Jerry Springer always dismissed what he saw as elitist criticism of his eponymous tabloid talk show, which delivered almost 4,000 unhinged episodes over 27 seasons and featured a litany of trashy guests — and even trashier on-stage brawls.
The show, which the late Springer would have insisted you regard as mostly just entertainment, paraded strippers, cheaters, and all sorts of other icky participants before an audience that lapped it up and especially hooted when women flashed everyone and hair-pulling fights inevitably broke out. How did a show like that become the kind of TV hit that, depending on who you talk to, was either a defining product of the 1990s or an avatar for America’s cultural decline? That’s what a Netflix documentary will try and get to the bottom of.
Jerry Springer: Fights, Camera, Action is a two-part documentary coming to Netflix on Jan. 7, 2025, from Minnow Films — the same company behind Netflix’s Ashley Madison: Sex, Lies and Scandal.

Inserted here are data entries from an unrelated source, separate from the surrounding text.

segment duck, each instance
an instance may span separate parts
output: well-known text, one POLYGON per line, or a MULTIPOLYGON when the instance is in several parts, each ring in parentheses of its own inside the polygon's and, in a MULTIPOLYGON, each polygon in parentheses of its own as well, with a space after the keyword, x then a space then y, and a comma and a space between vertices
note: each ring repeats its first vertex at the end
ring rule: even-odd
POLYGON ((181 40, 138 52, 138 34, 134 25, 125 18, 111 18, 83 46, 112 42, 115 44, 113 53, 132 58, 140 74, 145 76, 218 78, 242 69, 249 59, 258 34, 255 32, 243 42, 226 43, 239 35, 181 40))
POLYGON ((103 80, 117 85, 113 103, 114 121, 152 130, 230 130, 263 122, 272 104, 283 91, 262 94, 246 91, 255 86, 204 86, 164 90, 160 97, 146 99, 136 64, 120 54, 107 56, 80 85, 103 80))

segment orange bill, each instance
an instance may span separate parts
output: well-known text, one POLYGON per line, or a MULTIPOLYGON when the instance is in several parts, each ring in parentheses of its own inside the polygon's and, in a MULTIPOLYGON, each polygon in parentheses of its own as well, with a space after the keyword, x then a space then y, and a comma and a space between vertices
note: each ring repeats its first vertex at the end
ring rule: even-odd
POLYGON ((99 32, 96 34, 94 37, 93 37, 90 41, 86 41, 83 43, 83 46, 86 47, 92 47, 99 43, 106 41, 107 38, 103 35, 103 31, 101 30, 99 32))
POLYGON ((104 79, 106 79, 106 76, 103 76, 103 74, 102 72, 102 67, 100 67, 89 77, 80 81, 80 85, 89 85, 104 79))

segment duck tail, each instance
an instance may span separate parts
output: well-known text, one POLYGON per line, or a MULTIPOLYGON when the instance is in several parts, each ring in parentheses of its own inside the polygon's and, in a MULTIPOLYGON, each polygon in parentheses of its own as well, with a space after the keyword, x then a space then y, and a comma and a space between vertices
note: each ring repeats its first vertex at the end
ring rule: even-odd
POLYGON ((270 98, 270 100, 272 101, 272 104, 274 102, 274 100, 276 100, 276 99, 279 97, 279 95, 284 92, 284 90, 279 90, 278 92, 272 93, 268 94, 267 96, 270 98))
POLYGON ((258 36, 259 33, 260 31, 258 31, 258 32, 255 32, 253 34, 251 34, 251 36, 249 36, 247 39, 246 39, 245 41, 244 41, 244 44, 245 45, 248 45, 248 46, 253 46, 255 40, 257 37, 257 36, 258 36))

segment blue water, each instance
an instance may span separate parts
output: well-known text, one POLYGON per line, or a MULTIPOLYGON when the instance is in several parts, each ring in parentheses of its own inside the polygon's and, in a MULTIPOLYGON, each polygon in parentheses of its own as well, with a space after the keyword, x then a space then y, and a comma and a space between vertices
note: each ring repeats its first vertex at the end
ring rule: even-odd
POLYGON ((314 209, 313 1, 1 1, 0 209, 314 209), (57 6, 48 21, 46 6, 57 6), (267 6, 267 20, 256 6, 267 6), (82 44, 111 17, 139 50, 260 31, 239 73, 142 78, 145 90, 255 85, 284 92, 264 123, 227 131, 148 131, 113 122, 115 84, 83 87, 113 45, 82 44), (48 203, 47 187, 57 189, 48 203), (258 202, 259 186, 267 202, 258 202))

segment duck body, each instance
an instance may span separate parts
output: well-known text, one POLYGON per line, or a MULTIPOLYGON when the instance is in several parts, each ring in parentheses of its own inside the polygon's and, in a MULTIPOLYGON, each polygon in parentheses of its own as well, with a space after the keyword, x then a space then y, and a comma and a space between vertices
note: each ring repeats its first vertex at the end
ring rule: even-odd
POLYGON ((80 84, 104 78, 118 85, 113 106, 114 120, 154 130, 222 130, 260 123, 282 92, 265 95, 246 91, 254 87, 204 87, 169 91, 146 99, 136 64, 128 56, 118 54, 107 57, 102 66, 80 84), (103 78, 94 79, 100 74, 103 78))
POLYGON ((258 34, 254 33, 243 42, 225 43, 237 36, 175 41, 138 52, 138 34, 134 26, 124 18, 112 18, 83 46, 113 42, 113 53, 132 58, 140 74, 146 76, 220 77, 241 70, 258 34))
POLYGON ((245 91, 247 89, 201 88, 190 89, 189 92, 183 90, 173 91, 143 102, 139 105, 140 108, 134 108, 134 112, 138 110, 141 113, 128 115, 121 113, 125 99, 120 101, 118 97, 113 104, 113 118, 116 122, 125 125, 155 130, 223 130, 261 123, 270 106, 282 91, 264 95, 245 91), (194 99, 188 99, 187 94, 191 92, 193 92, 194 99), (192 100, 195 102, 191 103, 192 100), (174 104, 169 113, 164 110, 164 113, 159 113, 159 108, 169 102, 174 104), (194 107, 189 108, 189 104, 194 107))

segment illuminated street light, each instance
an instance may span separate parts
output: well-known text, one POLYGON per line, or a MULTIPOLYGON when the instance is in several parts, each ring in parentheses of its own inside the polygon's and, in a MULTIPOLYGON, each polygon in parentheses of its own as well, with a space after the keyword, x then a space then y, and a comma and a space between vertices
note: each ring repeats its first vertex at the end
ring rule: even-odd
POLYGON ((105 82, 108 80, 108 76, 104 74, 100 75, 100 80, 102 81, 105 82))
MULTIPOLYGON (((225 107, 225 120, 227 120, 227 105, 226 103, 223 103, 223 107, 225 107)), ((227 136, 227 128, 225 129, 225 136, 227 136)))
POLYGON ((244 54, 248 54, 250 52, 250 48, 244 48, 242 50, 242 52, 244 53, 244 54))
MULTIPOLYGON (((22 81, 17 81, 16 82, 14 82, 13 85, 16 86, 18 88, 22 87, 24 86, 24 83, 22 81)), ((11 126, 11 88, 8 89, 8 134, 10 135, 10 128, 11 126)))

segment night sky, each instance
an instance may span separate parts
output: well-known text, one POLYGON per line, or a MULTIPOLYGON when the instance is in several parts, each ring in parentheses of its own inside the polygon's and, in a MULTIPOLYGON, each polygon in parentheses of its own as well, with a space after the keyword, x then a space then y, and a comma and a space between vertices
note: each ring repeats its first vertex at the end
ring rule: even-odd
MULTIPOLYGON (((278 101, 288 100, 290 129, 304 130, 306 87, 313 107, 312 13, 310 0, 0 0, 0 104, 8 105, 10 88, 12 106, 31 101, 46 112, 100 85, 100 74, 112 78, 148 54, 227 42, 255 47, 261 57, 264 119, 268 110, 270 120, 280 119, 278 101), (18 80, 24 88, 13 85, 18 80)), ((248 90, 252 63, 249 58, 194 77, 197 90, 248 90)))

Luke Sewell, who previously directed Trust No One: The Hunt For The Crypto King for Netflix, is the director, and the streaming giant says the title will include “first-hand testimony and revelations from show insiders,” as well as interviews with former guests and producers who can get at the “destruction” caused by the show.
Springer himself told Deadline in 2019: “The Jerry Springer Show never raised my blood pressure because it was obviously a circus.”
It certainly remains both a product of its time and still influential, in its way. Case in point: Comedian Tim Dillon returned to Netflix this month with a brand-new special, This is Your Country, styled in the format of a Jerry Springer-esque talk show. The bombastic Dillon guides conversations with guests on topics that range from cryptocurrency to immigration to OnlyFans. Definitely the kind of show that Jerry, who died in 2023, would approve of.